Eric tried to understand. Then suddenly he recalled his hatred of the city when he had been cast out, his subconscious thoughts of it as evil. He had taken off the helmet, and for an instant he had been out of contact with the elders, disoriented. In that instant the city had shown him his concept of ugliness. That ugly city was as unreal as the fantastically beautiful one created by the elders.

Eric turned, and went back into the building, looking for Nolette.

He found her, standing with Kroon in the great room, before a table which was only laminated wood. She was a slender girl, gray eyed, pleasant to look at, but without the beauty and the music and the witchery of her counterpart.

She said quietly, “It is finished, Eric, and we are not the two who married.

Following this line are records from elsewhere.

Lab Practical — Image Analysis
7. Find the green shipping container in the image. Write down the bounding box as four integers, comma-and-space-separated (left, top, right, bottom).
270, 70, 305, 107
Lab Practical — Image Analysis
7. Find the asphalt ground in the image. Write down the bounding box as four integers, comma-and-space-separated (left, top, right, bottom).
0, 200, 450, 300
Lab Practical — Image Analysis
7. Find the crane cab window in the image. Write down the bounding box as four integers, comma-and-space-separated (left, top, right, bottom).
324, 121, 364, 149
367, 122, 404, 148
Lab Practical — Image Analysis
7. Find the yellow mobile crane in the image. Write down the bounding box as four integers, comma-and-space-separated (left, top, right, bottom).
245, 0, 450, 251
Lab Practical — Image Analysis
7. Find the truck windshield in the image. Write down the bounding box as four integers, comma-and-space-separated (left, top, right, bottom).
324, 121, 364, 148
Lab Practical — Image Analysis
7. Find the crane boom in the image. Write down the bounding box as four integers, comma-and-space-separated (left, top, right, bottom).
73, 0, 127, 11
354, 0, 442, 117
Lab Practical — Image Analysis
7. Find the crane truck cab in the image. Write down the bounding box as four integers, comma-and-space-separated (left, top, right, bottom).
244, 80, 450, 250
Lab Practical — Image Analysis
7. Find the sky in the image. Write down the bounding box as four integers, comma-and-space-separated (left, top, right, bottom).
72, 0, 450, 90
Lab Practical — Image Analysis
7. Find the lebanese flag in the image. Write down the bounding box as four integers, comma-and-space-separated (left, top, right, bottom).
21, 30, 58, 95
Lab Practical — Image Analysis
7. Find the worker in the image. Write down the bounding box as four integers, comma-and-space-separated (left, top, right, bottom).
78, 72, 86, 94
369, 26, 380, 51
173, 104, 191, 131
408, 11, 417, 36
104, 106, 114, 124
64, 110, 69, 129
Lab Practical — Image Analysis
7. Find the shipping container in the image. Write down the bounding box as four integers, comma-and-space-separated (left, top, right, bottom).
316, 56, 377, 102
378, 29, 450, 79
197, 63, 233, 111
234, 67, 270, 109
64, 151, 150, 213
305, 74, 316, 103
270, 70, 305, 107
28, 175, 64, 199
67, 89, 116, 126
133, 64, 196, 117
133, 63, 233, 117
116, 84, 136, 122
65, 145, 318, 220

It is finished, and the dream is ended.”

Eric said only, “Yes,” watching her.

She said, “I release you from the marriage. It will be a memory for us both, a wonderful dream that ended before it was consummated, a dream cut short too soon.”

Eric asked, “What will you do?” Her voice was hardly changed, and watching her he felt an odd pleasure. There was no wild racing of his blood, yet his interest was awakening.

She said, “Go away, I suppose, as far as I can from this place.”

He liked the way she was taking this. No dramatics, no tears.

He said, “I could take you back to Earth as a passenger. You might like Earth.” He felt oddly eager as she considered.

And then suddenly, he could not wait, and the words came tumbling out. “Nolette,” he said, “you must come with me. I do not know how it will be with us yet. But somehow I feel that if we stay together things will be good.”

He waited for her decision, half afraid, half eager, and then saw a slow smile break the seriousness of her eyes.

She said gently, “If that is what you wish.” The smile widened. “A girl must follow her husband. Even I know that.”

Eric reached out and took her hand. “The ship is waiting,” he said. “Let’s go home.”